A short note on Domestic tragedy: Definition, Features and Examples

Domestic tragedy is a play about middle or lower-middle-class life that concentrates on the more personal and domestic element of tragedy, as opposed to tragedy in the grand manner which involves kings, princes, and enterprises of great pitch and moment. The primary feature of the domestic tragedy as indicated already belongs to the ordinary work of life. This type of drama presents domestic problems and conflicts which result ultimately in human suffering and death.

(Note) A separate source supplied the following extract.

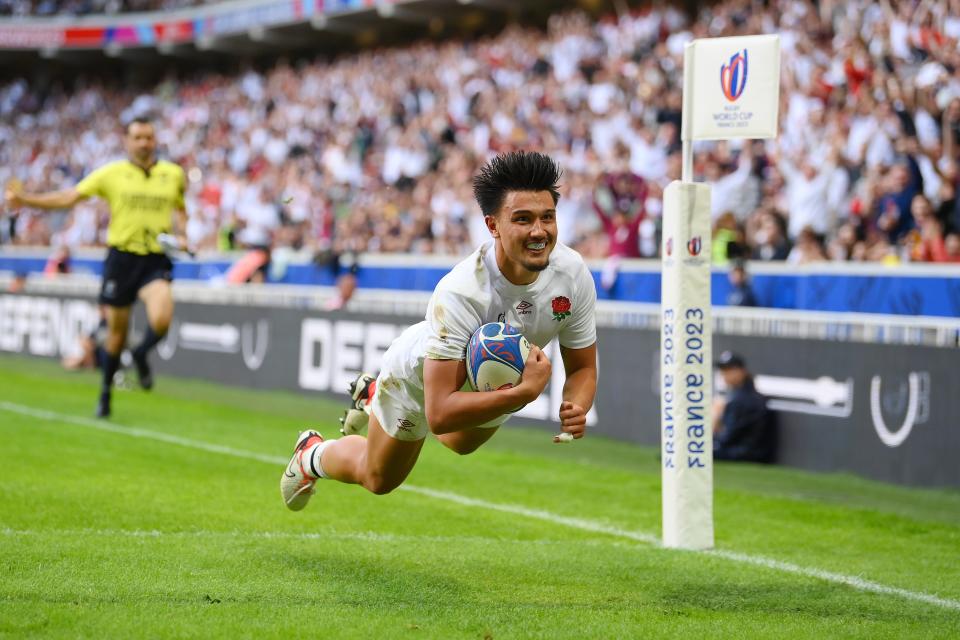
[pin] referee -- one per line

The development of domestic tragedy has its beginning in the great Elizabethan period and found continued in the Restoration age.

There are a number of examples in Tudor and Jacobean drama. For instance: the anonymous Arden of Faversham (1592); the anonymous A Warning for Fair Women (1599); Thomas Heywood’s A Woman Killed with Kindness (1603); the anonymous A Yorkshire Tragedy (1608);  Middleton and Rowley’s The Changeling (1623). Thomas Otway’s famous domestic tragedies include The Orphan or the Unhappy Marriage (1680) and Venice Preserved, or a Plot Discovered (1682).

There was some domestic tragedy in the 18th c. like Lillo’s The London Merchant(1731). Hebbel’s Maria Magdalena (1844) is also taken to be in this genre. The term might also be judiciously applied to some of the work of Henry  Ibsen, Strindberg, Eugene O’Neill, Tennessee Williams, and Arthur Miller. Famous examples include Arthur Miller’s Death of a Salesman(1949), Eugene O’Neill’s Long Day’s Journey into Night (1956) Lillian Hellman’s The Children’s Hour (1934).